Blog 25: ASA and AAS Congruence

When proving triangles congruent the least amount of information needed is an angle measurement, a side length, and another angle measurement or two angle measurements and a side length. AAS or angle, angle, side, is a congruence condition. Another congruence condition is ASA or angle, side, angle. A congruence condition is information that proves two triangles congruent. A triangle needs to have the corresponding parts to another triangle equal to be congruent.

Blog 26: Using Flowcharts

A flowchart is a graphic organizer that organizes your evidence for proving triangles congruent. The triangles are basically set up in bubbles leading to the equal triangles. You start off by writing given information. Next you want to write information that required a method for solving. You always write down the method for solving because that is the purpose of the flowchart, to model work.

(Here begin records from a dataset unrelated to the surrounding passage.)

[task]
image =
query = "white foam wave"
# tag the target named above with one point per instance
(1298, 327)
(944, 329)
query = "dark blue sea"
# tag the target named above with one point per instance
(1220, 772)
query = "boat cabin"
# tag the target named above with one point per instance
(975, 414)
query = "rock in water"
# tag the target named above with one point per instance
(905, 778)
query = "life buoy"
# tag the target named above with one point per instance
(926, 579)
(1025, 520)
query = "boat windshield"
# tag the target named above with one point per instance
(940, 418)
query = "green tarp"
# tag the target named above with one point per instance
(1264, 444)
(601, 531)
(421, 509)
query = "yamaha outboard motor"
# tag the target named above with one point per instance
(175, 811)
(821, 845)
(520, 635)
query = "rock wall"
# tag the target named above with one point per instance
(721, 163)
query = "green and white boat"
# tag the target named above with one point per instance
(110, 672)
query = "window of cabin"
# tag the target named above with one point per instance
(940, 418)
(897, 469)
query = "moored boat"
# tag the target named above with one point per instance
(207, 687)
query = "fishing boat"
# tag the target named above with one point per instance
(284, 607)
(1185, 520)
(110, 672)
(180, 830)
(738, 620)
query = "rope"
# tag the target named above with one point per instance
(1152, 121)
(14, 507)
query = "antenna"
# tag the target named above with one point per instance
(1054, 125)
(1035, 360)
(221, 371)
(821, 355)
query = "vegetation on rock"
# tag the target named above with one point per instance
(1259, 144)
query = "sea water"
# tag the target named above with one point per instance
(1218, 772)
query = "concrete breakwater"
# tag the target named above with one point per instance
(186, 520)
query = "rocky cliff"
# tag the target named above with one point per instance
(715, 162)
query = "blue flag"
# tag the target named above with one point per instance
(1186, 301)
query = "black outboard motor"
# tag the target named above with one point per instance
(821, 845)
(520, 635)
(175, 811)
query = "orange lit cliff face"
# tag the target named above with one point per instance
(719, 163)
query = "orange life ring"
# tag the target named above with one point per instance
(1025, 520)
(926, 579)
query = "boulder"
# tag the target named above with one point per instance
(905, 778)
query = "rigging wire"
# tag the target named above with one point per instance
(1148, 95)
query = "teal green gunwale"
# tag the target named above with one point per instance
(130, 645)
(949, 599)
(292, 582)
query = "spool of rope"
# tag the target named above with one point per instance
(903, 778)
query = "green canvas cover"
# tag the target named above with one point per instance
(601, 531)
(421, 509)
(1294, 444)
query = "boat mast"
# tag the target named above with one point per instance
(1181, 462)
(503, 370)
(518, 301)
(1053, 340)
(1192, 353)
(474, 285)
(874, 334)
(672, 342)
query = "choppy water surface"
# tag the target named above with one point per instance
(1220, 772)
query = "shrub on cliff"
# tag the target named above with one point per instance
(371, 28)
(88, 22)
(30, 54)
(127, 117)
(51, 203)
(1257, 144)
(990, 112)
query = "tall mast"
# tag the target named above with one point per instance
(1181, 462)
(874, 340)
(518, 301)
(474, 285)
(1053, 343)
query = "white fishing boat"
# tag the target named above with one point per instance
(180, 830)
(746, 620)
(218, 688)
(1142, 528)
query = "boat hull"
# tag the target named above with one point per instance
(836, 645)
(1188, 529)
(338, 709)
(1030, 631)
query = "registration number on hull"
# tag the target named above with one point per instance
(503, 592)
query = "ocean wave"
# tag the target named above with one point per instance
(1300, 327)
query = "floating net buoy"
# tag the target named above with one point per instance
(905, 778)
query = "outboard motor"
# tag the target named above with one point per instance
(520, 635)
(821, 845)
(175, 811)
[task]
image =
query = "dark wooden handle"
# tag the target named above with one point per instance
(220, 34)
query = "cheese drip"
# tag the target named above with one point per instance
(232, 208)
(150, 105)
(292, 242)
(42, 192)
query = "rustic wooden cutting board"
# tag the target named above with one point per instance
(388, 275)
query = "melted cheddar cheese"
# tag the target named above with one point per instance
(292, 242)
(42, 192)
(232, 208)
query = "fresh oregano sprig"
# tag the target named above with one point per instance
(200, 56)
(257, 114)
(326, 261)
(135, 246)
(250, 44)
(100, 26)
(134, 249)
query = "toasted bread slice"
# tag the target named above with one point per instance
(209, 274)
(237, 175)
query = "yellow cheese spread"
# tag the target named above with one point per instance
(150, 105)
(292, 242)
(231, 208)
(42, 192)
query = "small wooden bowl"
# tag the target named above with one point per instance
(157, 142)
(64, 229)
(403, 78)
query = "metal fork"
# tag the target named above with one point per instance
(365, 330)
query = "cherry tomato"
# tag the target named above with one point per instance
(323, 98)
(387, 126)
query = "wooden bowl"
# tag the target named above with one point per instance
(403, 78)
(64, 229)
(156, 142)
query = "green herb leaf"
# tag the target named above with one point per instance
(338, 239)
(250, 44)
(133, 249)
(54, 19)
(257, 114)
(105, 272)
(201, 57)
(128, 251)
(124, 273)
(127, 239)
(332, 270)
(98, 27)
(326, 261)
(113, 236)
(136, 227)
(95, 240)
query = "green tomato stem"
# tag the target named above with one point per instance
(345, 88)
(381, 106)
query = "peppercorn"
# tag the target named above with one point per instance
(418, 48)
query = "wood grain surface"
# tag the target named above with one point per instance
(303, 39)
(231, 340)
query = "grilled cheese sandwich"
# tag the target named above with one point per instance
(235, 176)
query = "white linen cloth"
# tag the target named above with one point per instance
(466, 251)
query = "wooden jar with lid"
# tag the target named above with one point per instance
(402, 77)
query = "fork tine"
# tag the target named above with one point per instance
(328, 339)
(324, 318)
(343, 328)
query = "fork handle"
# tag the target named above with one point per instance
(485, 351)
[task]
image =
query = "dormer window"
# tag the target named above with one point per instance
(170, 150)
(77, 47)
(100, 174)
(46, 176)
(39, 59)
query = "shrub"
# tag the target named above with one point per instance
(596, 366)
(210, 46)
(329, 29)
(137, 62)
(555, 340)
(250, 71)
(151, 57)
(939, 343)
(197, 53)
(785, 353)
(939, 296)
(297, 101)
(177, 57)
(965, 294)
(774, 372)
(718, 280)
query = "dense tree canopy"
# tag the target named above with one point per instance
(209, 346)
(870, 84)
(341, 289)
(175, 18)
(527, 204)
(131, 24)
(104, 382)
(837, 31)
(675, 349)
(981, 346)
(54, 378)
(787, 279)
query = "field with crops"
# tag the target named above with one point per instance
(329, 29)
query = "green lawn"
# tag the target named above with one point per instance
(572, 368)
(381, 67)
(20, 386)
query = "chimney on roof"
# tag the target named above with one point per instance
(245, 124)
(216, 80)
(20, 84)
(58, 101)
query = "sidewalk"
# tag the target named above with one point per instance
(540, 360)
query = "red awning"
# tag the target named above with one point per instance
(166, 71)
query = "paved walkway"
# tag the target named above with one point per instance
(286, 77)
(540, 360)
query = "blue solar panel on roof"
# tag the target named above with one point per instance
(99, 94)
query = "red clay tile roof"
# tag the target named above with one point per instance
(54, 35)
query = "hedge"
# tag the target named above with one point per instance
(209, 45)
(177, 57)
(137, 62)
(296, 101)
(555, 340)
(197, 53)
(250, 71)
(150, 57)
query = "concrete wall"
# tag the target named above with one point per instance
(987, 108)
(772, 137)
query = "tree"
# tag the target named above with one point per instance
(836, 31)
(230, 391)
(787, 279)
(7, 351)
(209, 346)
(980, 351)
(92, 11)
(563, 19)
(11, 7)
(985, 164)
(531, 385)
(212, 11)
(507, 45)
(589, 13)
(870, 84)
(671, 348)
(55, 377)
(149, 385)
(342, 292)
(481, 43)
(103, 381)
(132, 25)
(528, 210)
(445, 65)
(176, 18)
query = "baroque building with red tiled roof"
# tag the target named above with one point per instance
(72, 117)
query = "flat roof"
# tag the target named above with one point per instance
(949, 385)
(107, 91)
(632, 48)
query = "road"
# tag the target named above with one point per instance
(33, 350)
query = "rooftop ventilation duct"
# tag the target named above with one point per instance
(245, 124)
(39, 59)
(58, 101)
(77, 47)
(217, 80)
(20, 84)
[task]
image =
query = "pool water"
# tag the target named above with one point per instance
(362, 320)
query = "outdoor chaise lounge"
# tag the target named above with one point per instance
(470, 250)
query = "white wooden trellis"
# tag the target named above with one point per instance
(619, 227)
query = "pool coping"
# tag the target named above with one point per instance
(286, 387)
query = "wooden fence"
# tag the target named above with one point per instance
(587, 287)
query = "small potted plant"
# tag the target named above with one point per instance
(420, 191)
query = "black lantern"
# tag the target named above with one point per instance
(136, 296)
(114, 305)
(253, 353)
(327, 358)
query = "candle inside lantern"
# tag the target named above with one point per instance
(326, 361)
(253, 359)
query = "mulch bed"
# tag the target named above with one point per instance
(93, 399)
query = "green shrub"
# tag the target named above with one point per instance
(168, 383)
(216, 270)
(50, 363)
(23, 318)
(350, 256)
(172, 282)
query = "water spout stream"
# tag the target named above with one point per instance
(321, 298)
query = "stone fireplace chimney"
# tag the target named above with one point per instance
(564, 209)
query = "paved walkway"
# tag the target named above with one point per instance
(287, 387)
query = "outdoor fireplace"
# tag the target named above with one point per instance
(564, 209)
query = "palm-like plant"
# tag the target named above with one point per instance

Blog 27: Triangle Congruence Conditions

Today we learned about triangle congruence conditions. Triangle congruence conditions are like a way to format your information proving triangles congruent. The congruence conditions are abbreviations, the A’s mean angles and the S’s mean sides. SSS, SAS, and ASA are some examples. When using congruence conditions it is important to make sure the corresponding sides and angles are equal. The order of the congruence condition is how the triangle should be show. What i mean by this is that if you use SAS you need to make sure that a corresponding side, angle, and side are right next to each other.

Blog 28: Determining a Midpoint

A midpoint is the exact middle of a line segment. The method i like to use for finding midpoints is quite easy. I start off by graphing the line, if it isn’t already, then i draw a slope triangle. I go to half of the change in the y-axis and follow it until it intersects with my line. This is the easiest method i have found when calculating the midpoint.